Introduction to Big Data
Big Data is an ambiguous relative term , for different conditions it’s constraints may vary . But certainly we can understand from it is not usual data , it cannot be processed using the regular methods.
How is Big Data relative ?
As the name says obviously it is Data and it is BIG . Let’s have a look at some examples :
Suppose you want to send some file to your friend via email and that file exceeds the limit of the attachment, we cannot use conventional email for sending large files.
Or if you are storing log files of a website’s users in excel sheet . Even though now you can store over a million rows (1,048,576) in excel after sometime it will reach it’s limit and analyzing the logs will not be possible. Web Giants like Google, Facebook, Twitter generate Terabytes , Petabytes of data daily certainly using this data is impossible unless we use a smart approach.

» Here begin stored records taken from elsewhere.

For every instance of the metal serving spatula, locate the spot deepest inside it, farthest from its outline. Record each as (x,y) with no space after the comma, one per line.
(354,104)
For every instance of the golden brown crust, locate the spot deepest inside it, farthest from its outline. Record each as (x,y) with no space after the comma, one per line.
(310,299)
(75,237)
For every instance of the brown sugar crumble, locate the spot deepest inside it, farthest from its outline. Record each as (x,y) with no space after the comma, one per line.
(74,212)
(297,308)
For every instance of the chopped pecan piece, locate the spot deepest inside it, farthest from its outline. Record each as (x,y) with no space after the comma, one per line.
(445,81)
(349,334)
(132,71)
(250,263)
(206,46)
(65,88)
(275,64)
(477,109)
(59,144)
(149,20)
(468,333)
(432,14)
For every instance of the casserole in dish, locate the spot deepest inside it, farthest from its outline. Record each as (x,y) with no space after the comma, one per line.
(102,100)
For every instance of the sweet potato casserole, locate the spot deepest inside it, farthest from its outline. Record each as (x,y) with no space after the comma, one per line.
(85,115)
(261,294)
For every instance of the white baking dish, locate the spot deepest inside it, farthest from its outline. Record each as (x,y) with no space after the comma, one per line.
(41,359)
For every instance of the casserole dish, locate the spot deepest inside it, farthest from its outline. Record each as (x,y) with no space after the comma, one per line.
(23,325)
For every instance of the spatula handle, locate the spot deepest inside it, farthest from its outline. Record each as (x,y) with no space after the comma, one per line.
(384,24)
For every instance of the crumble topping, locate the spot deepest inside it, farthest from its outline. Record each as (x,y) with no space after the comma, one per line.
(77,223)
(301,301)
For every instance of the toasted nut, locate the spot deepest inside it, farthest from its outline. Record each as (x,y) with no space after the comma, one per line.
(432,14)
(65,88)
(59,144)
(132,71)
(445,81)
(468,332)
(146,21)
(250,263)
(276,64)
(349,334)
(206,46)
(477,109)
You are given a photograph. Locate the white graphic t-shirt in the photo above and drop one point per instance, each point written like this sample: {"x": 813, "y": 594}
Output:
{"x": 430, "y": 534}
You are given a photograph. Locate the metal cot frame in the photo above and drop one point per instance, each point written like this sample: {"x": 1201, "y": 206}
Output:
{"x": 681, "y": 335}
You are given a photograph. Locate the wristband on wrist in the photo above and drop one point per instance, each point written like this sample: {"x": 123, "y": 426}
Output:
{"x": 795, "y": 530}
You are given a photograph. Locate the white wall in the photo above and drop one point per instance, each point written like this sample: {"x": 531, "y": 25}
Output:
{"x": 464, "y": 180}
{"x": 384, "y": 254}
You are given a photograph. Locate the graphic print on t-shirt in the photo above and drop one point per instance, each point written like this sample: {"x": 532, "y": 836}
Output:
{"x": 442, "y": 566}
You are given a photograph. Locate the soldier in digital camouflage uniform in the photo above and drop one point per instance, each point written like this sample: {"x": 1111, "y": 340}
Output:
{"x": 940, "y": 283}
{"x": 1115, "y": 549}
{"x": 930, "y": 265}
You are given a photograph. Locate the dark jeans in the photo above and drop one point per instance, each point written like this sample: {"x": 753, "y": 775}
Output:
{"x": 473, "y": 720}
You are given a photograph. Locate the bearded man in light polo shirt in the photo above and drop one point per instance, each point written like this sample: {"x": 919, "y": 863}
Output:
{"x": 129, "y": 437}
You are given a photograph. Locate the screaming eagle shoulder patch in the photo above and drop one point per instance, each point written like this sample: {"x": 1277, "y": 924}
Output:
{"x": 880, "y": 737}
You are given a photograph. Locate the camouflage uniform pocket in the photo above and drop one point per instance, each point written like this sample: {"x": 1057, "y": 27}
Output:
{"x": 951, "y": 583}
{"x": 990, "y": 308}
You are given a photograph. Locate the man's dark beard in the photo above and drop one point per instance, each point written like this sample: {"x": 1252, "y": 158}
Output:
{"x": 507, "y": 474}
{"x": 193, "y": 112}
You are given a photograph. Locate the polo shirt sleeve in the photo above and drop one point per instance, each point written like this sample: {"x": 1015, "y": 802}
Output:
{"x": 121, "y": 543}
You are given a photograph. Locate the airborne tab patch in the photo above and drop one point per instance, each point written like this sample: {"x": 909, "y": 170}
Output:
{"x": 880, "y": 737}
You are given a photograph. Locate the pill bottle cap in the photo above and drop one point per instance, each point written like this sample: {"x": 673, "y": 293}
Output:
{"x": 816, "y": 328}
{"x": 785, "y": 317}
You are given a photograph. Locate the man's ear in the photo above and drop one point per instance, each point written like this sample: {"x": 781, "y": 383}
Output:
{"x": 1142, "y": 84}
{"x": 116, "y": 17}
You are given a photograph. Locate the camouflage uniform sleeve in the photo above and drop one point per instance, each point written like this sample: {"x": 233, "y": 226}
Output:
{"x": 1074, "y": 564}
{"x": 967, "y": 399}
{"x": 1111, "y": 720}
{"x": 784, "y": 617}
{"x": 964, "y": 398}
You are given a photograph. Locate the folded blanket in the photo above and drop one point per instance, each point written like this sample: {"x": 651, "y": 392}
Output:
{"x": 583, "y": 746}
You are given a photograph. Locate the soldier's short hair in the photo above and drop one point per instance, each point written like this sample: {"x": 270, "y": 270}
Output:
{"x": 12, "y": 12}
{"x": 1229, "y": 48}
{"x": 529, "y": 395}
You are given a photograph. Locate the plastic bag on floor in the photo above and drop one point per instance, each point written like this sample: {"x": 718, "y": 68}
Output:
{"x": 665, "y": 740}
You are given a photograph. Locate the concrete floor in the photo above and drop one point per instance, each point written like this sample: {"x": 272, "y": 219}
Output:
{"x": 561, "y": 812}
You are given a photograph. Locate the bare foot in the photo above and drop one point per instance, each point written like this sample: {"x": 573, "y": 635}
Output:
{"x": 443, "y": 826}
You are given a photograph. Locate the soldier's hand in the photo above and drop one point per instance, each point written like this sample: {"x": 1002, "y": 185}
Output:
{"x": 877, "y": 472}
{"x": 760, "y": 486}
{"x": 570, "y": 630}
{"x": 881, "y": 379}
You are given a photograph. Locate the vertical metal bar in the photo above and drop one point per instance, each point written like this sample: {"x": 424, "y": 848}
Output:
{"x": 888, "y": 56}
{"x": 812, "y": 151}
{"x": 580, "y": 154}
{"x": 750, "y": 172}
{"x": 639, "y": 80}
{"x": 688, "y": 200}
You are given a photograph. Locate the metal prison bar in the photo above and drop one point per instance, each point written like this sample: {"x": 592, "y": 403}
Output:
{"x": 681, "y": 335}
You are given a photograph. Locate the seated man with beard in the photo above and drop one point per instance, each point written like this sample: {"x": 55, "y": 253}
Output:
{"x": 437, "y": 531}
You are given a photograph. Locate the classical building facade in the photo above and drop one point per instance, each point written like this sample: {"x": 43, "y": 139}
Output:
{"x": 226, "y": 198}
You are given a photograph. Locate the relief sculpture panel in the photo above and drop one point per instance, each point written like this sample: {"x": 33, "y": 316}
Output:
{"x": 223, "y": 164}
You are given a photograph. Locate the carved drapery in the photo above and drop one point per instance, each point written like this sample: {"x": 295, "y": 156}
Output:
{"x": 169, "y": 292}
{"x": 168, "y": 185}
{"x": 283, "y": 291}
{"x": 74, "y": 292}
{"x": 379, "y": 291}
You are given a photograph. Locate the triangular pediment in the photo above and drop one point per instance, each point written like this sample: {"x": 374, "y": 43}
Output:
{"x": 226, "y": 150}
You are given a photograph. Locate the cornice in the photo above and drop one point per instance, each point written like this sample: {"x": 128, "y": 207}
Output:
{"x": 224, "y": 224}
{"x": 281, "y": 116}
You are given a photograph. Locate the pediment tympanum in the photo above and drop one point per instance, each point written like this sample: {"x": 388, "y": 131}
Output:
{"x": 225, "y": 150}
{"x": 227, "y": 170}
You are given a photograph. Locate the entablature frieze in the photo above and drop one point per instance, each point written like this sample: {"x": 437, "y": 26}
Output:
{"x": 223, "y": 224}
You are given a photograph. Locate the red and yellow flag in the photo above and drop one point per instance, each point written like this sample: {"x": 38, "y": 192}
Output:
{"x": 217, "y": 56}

The another way to define Big Data is to look at the most common characteristics of Big Data . We have 3 V’s that define Big Data more precisely and they are as follows :
Now let’s discuss them individually
The term volume is self-explanatory , it simply means that the data is in such a large volume that it cannot be used using the traditional methods as explained earlier data generated by the Internet Giants like Facebook , Google etc is huge.
Leave the basic operations on this data the storing this much data is also a problem.
Velocity means that the data is coming in very fast , in conventional scientific research it could months to gather data, weeks to analyze data and years to publish the research . But this has changed very much now , Twitter gets more than 6,000 tweets per second which adds to more 500 million data per day and about 200 billion tweets per year.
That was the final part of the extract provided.